Não, este artigo não trata da atualidade, nem de futuro próximo ou longínquo, mas sim de um passado ilusório que nosso país entrou, parecia ter um futuro espacial fantástico, mas o que conquistamos foi por grande esforço dos envolvidos.
Meu colega do INPE, Marcelo Petry, lembrou que na década de 1950, o Brasil já desenvolvia foguetes e até especulavam lançar um gato ao espaço, que retornaria vivo... Há o jornal Última Hora de 18/12/1958. Há um livro disponível para o kindle: "Coronel Lage: o mestre dos foguetes" de Bernardino Coelho da Silva.
O Coronel Manoel dos Santos Lage foi um pioneiro, professor da Escola Técnica do Exército (ETE), vaga, aliás, conquistada em 1950, após construir com os formandos um foguete bem sucedido. O foguete foi denominado F-114 R/E, um tubo de 114 mm por 1,8 m. Em 1952, ele foi enviado a Universidade de Michigan aperfeiçoar seus conhecimentos.
Em 1957, foi a vez do F-114 DE, maior, com dois estágios e que atingia 30 km de altitude (o anterior ia até 22 km), com a colaboração do major Aldir Maurício que fora à Paris estudar e estagiar em foguetes, conforme o Jornal do Brasil de dezembro de 1957.

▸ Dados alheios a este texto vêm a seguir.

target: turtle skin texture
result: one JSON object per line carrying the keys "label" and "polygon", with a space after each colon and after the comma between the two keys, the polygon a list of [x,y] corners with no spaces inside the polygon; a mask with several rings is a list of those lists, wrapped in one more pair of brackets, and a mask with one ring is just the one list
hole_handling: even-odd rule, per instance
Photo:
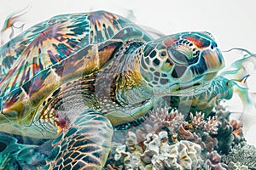
{"label": "turtle skin texture", "polygon": [[1,47],[0,63],[0,130],[55,139],[49,169],[102,169],[113,127],[162,96],[197,96],[189,100],[207,107],[201,98],[214,98],[207,89],[224,65],[208,32],[154,39],[106,11],[37,24]]}

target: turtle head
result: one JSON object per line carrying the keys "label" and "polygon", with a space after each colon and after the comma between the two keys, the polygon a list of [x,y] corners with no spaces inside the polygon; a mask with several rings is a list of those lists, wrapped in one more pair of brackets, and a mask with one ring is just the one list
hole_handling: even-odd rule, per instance
{"label": "turtle head", "polygon": [[195,95],[210,86],[224,66],[208,32],[166,36],[143,46],[140,71],[156,95]]}

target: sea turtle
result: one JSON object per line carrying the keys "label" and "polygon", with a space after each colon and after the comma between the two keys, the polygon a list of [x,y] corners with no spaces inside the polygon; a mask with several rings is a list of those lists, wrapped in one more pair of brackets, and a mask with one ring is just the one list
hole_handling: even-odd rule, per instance
{"label": "sea turtle", "polygon": [[37,24],[1,48],[0,61],[0,130],[55,139],[50,169],[102,169],[113,127],[162,96],[217,89],[212,82],[224,65],[208,32],[153,39],[105,11]]}

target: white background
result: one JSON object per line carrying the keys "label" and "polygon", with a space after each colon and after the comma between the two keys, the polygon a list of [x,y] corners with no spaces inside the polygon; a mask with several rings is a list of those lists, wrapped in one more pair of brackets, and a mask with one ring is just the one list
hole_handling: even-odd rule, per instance
{"label": "white background", "polygon": [[[3,24],[9,14],[29,4],[31,8],[22,18],[25,29],[60,14],[105,9],[165,34],[209,31],[222,50],[238,47],[256,52],[256,3],[253,0],[1,0],[0,23]],[[232,56],[225,60],[227,65],[234,60]],[[254,81],[251,84],[254,86]],[[242,110],[237,100],[230,104],[234,111]],[[245,123],[245,126],[250,124],[246,137],[249,143],[256,144],[256,111],[253,110],[250,115],[253,115],[247,119],[250,123]]]}

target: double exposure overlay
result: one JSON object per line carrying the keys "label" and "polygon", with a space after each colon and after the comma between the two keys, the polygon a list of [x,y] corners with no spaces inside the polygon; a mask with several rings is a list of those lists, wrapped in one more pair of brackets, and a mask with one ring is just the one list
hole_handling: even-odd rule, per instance
{"label": "double exposure overlay", "polygon": [[[0,32],[0,169],[256,169],[243,128],[254,54],[102,10],[23,31],[29,8]],[[238,118],[224,105],[235,95]]]}

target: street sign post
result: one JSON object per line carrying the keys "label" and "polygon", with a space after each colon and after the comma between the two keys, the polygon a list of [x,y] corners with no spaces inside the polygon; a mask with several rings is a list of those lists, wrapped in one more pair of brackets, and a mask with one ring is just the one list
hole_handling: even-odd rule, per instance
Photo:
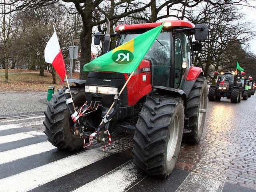
{"label": "street sign post", "polygon": [[69,54],[68,58],[70,59],[70,67],[69,70],[69,78],[72,78],[72,73],[73,72],[73,60],[77,59],[78,56],[78,46],[74,46],[73,42],[72,46],[69,47]]}

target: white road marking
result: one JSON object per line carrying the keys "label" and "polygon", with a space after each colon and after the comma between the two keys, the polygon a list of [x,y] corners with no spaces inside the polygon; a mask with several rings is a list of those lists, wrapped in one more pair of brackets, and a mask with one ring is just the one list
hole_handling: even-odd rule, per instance
{"label": "white road marking", "polygon": [[0,164],[56,148],[48,141],[0,152]]}
{"label": "white road marking", "polygon": [[203,177],[190,173],[176,192],[221,192],[224,182]]}
{"label": "white road marking", "polygon": [[43,120],[35,121],[34,122],[27,122],[26,123],[21,123],[17,124],[10,124],[8,125],[0,125],[0,131],[7,130],[10,129],[20,128],[21,127],[27,127],[34,126],[35,125],[43,125]]}
{"label": "white road marking", "polygon": [[1,191],[23,192],[31,190],[118,152],[110,148],[105,151],[102,153],[102,148],[87,150],[1,179]]}
{"label": "white road marking", "polygon": [[140,176],[140,174],[131,160],[72,191],[125,191]]}
{"label": "white road marking", "polygon": [[29,131],[22,133],[16,133],[12,135],[0,136],[0,144],[6,143],[13,141],[16,141],[22,139],[31,138],[39,135],[44,135],[44,133],[37,131]]}
{"label": "white road marking", "polygon": [[43,118],[45,117],[44,115],[41,115],[40,116],[32,116],[29,117],[26,117],[25,118],[15,118],[11,119],[3,119],[0,120],[0,122],[12,122],[13,121],[22,121],[23,120],[29,120],[30,119],[34,119],[38,118]]}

Então veio Foguete Sonda 360-BD, chamando internamente de Foguete Sonda I EB (Exército Brasileiro). Não confundir com o homônimo posterior da Aeronáutica, criado em 1965. O Sonda I EB tinha 3,95 m, 59 kg e alcançando 70 km de altitude, com carga útil de 4,5 kg.
Em 1958, fabricaram outro para alcançar 120 km de altitude, com um foguete de um único estágio com diâmetro externo de 400 mm, comprimento de 4,3 metros e massa total de 350 kg, incluindo a carga útil de 30 kg composta de um gato chamado Flamengo, e os experimentos. O foguete foi apelidado pela imprensa de Félix I, devido ao desenho animado. Lages convencera os cientistas Cesar Lattes e Carlos Chagas Filho a colaborarem com a iniciativa. Mas a imprensa e os protetores dos animais... Finalmente, o general Mendes, por motivação escusa, acabou com o projeto.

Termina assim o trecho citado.